La Argentina, que hace un siglo era una potencia, es hoy otro país tercermundista, inestable y pobre.
Decía Jorge Luis Borges, con su talento sabio y punzante, que “la deshonestidad, según se sabe, goza de la veneración general y se llama viveza criolla”. Hablaba de su país, la Argentina, cuya historia ha estado marcada por un ir y venir constante de ilusiones populistas, con sus correspondientes e inevitables desencantos, porque, a pesar de su potencial admirable, el pueblo argentino sigue cayendo en las ensoñaciones de redentores y caudillos que, a punta de viveza criolla, se adueñan del poder y terminan agravando los problemas que ofrecen resolver. ¿Volverá a caer en las elecciones de octubre próximo?

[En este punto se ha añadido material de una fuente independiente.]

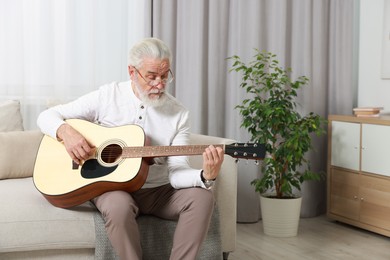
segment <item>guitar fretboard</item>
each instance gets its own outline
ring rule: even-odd
[[[208,146],[209,145],[124,147],[122,151],[122,158],[200,155]],[[216,144],[214,146],[221,147],[225,150],[225,145],[223,144]]]

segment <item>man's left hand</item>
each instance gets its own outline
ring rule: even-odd
[[[224,158],[224,151],[221,147],[210,145],[203,152],[203,178],[214,180],[219,174]]]

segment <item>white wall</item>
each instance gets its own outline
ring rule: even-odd
[[[358,106],[382,106],[390,113],[390,79],[381,75],[383,37],[390,41],[390,32],[383,34],[385,1],[390,2],[360,0]]]

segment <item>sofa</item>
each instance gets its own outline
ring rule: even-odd
[[[18,101],[0,103],[0,259],[117,259],[104,221],[91,202],[68,209],[51,205],[32,175],[43,135],[24,130]],[[191,134],[192,144],[233,140]],[[201,168],[201,156],[191,156]],[[236,245],[237,166],[225,156],[213,188],[216,207],[198,259],[227,259]],[[144,259],[168,259],[175,221],[138,218]],[[223,256],[223,257],[222,257]]]

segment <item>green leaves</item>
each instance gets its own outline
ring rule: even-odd
[[[230,71],[241,73],[240,87],[249,95],[236,106],[243,118],[241,127],[252,141],[264,143],[268,154],[262,178],[251,183],[260,193],[275,190],[277,197],[292,196],[293,188],[300,190],[304,181],[319,179],[304,156],[312,148],[311,134],[325,133],[326,121],[314,113],[302,117],[295,110],[297,90],[309,79],[292,80],[291,69],[280,67],[275,54],[258,49],[247,64],[237,55],[228,59],[233,61]],[[304,165],[306,170],[300,173],[298,168]]]

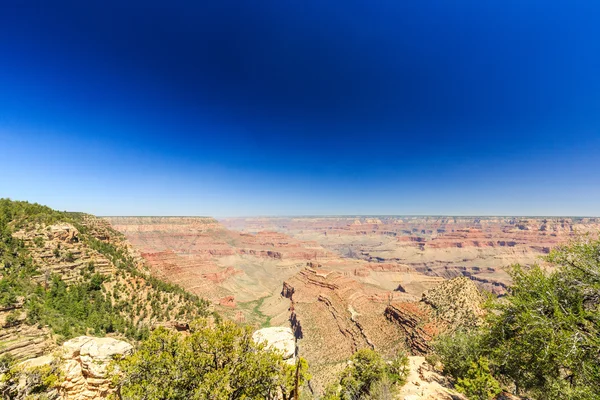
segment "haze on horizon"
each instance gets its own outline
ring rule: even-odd
[[[0,197],[600,215],[600,3],[8,1]]]

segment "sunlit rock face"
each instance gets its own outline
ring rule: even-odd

Serán, sin duda, unas elecciones cruciales, porque parecen estar dadas todas las condiciones para que la Argentina cierre de una vez por todas ese ciclo de declive a lo largo del cual pasó de ser una potencia en ascenso —como lo era, sobre todo, al terminar la Segunda Guerra Mundial, cuando sus reservas de oro y divisas se desbordaban de las bóvedas del Banco Central— a nada más que otro país tercermundista, con inestabilidad y pobreza, en el que gran parte de la población sufre carencias severas. Hoy, cuatro de cada diez argentinos son pobres.